ANASTÁCIO, Benedito José (Séc. 19-20). Assim vêm descritos, nome e séculos de nascimento e morte, de Benedito José Anastácio, no livro “Dicionário de Piracicabanos”, de Samuel Pfromm Netto. Dessa forma mesmo, consta como nascimento o século 19 e falecimento no século 20.

A falta de datação exata de nascimento e morte de Benedito Anastácio não é o único registro da ausência de informações a respeito de sua história. Em pesquisa na internet, pouquíssimo e breve é o conteúdo encontrado quanto a ele. A maior parte das citações é referente à rua que leva seu nome, situada no bairro Vila Fátima, em Piracicaba.

De acordo com esse escasso material, Anastácio “foi um dos 31 negros piracicabanos que criaram em 1901 a Sociedade Beneficente Antônio Bento”, que, em 1908, daria origem à Sociedade Beneficente Treze de Maio. Anastácio, “um jovem de apenas 20 anos que, em 1934, já passava a dirigir a instituição que o teria como presidente por nada menos que 23 anos”.

Apesar de poucas, ou justamente por isso, algumas informações são conflitantes. Se em 1934 ele tinha 20 anos, teria que ter nascido em 1914, o que, evidentemente, impossibilita que ele tenha participado da criação da Sociedade Beneficente Antônio Bento, em 1901. Por outro lado, se for levada em consideração a informação de que ele nasceu no “séc. 19”, é possível que ele tenha tomado parte na fundação dessa sociedade, bem como, logicamente, décadas depois, assumido a presidência da Sociedade Treze de Maio.

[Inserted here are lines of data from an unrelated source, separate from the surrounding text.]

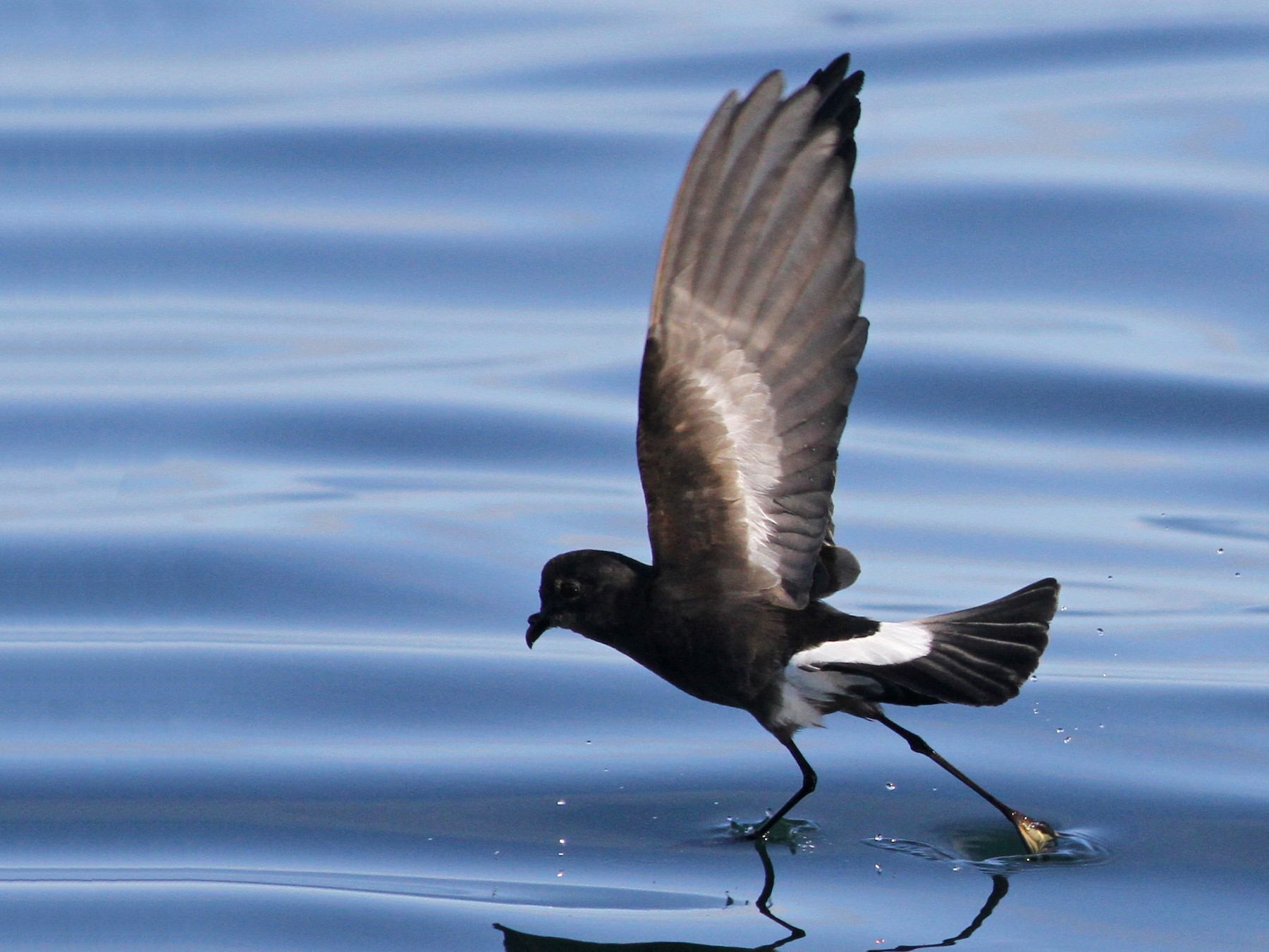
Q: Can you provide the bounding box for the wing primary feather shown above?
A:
[651,90,739,328]
[638,56,866,607]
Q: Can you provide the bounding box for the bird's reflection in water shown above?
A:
[494,841,1009,952]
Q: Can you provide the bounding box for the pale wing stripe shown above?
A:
[790,621,934,669]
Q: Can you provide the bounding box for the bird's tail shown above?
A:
[883,578,1060,706]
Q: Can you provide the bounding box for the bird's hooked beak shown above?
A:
[524,611,551,648]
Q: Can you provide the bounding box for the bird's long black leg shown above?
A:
[872,711,1057,853]
[749,738,816,839]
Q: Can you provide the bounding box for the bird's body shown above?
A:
[527,57,1057,849]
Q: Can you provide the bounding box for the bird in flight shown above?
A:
[525,56,1058,853]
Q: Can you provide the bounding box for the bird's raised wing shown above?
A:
[638,57,868,607]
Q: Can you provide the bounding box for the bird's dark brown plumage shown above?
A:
[527,56,1057,848]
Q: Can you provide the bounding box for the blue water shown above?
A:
[0,0,1269,952]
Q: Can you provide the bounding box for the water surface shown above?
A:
[0,0,1269,952]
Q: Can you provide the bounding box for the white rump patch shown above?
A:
[790,621,934,668]
[774,662,881,730]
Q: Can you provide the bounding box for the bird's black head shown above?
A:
[524,549,652,648]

Contradições à parte, o que não resta dúvida é que Benedito José Anastácio foi um presidente que fez história à frente da Sociedade Beneficente Treze de Maio. Em sua gestão, a sociedade teve uma escola de música, um grêmio de jazz-band e um curso para alfabetização de adultos. No entanto, sua maior realização foi a construção da sede, na Rua Treze de Maio.

As obras tiveram início em 1943. Encabeçado por Anastácio, o projeto contou com a parceria fundamental do professor Silvio de Aguiar e Sousa, tendo Archimedes Dutra como responsável pela planta da edificação. A empreitada contou com a colaboração de industriais, empresários e políticos. Com o prédio concluído, a inauguração da sede aconteceu em 13 de maio de 1948. Após este evento, ele viveria ainda por mais 12 anos.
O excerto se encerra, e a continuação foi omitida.